Making the Web faster is the goal of a recently-disclosed Google research project. The Chrome browser team announced the development of SPDY, a protocol designed to augment the HTTP protocol we all know from Web URLs.
The Chromium team claims to have successfully built “a prototype web server and Google Chrome client with SPDY support”, through which Web “pages loaded up to 55% faster.”
Speed is increasingly a Google focus, as we noted yesterday. They have an initiative called “Let’s make the Web faster.” One leading Googler floated the idea that the search engine might rank search results based on how quickly a site loads.
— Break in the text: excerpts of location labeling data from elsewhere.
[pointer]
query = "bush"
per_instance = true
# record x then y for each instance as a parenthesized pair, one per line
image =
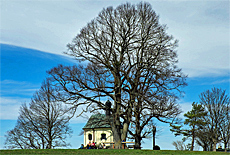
(156, 147)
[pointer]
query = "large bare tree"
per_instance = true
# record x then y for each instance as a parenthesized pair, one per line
(128, 57)
(42, 125)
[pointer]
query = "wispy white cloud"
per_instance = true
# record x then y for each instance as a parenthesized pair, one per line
(202, 28)
(16, 88)
(9, 107)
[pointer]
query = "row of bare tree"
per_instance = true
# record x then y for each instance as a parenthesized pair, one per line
(43, 124)
(208, 123)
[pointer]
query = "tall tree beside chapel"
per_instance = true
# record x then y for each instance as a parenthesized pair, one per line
(128, 57)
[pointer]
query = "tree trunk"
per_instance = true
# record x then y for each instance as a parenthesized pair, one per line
(117, 137)
(193, 140)
(225, 147)
(154, 136)
(214, 146)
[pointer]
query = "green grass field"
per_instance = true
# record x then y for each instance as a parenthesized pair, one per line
(108, 152)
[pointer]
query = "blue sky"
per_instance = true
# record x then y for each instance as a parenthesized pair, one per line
(202, 28)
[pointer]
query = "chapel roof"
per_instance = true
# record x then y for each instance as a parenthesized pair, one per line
(97, 121)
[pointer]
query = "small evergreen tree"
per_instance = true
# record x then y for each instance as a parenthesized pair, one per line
(194, 121)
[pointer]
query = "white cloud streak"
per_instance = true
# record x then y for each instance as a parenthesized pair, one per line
(202, 28)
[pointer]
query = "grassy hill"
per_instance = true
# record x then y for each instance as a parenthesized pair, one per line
(109, 151)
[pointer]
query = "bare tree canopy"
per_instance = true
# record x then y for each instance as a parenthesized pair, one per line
(129, 58)
(42, 125)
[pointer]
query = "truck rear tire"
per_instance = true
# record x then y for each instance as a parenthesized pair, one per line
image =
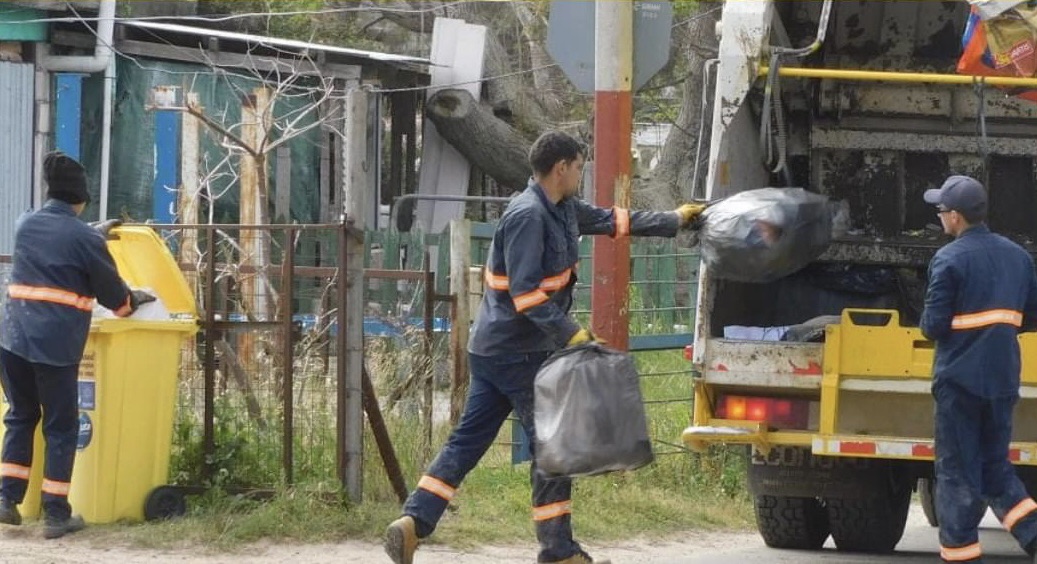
(791, 523)
(869, 525)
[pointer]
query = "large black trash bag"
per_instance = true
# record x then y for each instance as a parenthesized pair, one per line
(589, 415)
(760, 235)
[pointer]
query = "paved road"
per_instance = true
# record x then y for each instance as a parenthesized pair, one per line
(920, 544)
(23, 545)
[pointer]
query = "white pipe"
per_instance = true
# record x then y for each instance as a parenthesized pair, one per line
(43, 137)
(106, 139)
(102, 59)
(102, 51)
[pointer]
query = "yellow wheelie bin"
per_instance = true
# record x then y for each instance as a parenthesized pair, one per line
(128, 385)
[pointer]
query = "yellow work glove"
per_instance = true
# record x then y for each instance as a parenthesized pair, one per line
(689, 213)
(583, 336)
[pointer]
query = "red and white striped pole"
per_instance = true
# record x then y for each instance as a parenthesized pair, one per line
(613, 124)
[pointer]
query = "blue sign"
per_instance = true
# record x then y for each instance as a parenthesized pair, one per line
(87, 395)
(85, 431)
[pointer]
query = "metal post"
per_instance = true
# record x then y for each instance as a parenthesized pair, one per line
(355, 193)
(288, 354)
(341, 374)
(613, 123)
(426, 349)
(208, 432)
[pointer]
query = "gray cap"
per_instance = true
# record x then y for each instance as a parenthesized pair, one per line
(962, 194)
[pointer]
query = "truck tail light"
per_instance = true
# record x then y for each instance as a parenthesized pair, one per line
(786, 414)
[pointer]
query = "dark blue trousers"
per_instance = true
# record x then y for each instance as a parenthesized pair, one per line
(35, 391)
(973, 472)
(500, 385)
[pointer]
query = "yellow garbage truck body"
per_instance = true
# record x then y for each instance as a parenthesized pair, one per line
(858, 101)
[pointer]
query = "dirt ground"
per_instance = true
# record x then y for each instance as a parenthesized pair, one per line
(25, 545)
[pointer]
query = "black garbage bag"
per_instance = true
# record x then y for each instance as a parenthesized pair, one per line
(589, 415)
(760, 235)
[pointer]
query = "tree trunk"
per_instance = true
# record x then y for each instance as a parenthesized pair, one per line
(671, 180)
(485, 141)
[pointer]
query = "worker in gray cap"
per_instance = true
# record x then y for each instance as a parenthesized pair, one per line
(982, 293)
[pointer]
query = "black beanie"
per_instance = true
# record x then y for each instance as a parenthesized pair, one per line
(65, 178)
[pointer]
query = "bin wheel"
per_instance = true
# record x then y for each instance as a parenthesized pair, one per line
(165, 503)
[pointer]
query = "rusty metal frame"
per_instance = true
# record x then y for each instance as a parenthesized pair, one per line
(211, 326)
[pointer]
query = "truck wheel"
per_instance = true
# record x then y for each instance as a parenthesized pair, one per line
(791, 523)
(927, 496)
(871, 525)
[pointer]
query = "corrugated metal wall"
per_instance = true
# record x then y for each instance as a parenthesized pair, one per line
(16, 147)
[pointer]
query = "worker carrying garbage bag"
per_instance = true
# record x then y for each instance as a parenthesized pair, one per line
(589, 414)
(760, 235)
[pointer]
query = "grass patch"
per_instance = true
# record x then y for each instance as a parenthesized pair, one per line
(679, 491)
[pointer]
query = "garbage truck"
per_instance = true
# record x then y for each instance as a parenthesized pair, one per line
(823, 374)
A sample from the SPDY discussion:
In a nutshell, SPDY adds a framing layer for multiplexing multiple, concurrent streams across a single TCP connection. The framing layer is optimized for HTTP-like request-response streams.
The SPDY session offers three basic improvements over HTTP:
- Multiplexed requests. There is no limit to the number of requests that can be issued concurrently over a single SPDY connection. Because requests are interleaved on a single channel, the efficiency of TCP is much higher.
- Prioritized requests. Clients can request certain resources to be delivered first. This avoids the problem of congesting the network channel with non-critical resources when a high-priority request is pending.
- Compressed headers. Clients today send a significant amount of redundant data in the form of HTTP headers. Because a single web page may require 50 or 100 subrequests, this data is significant. Compressing the headers saves a significant amount of latency and bandwidth compared to HTTP.